We got bored. So we went to planned parenthood to stare at everyone who made worse decisions than us last night.
Just come over and take your pants off. 35 mins tops. You'll be home before midnight cinderella
Replacing day drinking with a real job was the worst decision I've ever made.
Got hit on at a funeral service by cougar. I think I just got Reverse Will Ferrell'd.
She was either really drunk or really not interested. Everytime I tried to ask her about herself she would respond with a line from Stepbrothers.
You should know me better than that. I don't whore around. I promise this is a blowjobs only kind of trip.
he spent an hour trying to convince us that Ted Nugent is Kid Rock from the future. by the end of it i was very close to believing him.
I don't want to be with anyone who doesn't accept me for who I am. eating cheeseburgers in bed is my favorite activity.
Sorry, not ignoring you.. We broke open the other piñata left from cinco de mayo and it was filled with condoms, mini booze bottles, and those little party horn things you blow into. You'll forgive me when we're fucking for days with all these free condoms.
I rubbed his back while he puked for an hour and then ended up getting laid when I tried to put him to bed, best puke and rally I've ever seen.
My dog just ran downstairs with my vibrator in her mouth... during my dad's birthday dinner.
Haha I had a heart to heart with a stripper so I would say it was a success?
I'm at a sex party and there's a guy in an ICP jersey and trip pants.
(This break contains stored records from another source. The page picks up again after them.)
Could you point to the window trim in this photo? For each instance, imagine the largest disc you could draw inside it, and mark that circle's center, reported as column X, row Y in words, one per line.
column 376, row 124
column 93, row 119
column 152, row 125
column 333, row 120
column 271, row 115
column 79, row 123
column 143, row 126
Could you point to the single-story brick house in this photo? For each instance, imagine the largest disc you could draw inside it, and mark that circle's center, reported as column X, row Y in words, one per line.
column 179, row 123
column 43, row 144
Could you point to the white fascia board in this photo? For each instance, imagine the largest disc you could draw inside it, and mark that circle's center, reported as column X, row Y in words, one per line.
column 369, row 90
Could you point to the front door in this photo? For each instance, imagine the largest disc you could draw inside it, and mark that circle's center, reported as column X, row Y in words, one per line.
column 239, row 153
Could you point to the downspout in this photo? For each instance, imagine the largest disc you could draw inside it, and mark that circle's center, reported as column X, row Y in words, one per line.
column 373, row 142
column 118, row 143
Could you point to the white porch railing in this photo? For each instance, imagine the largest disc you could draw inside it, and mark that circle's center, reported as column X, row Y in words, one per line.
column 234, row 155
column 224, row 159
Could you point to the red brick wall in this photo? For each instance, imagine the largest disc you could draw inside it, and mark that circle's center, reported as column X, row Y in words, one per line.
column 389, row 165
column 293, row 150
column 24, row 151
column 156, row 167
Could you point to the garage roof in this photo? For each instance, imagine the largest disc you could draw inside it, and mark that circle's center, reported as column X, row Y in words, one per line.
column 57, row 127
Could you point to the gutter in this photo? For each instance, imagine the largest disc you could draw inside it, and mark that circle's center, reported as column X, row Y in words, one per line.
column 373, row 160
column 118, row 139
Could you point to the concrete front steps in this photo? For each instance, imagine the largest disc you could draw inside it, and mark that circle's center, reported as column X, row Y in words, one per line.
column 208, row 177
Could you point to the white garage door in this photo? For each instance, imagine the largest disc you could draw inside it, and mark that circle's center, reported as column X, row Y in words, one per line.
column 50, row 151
I see now that this is the moment in the movie of my life I recognize I have a problem
I'm trying to imagine how upset he was when he realized that he had been cockblocked by a picture of a sloth and I am drawing indescribable pleasure from it.
He's stripped out of his boxers and is dancing and slapping his dick with string cheese...I don't know whether to call for help or take a video.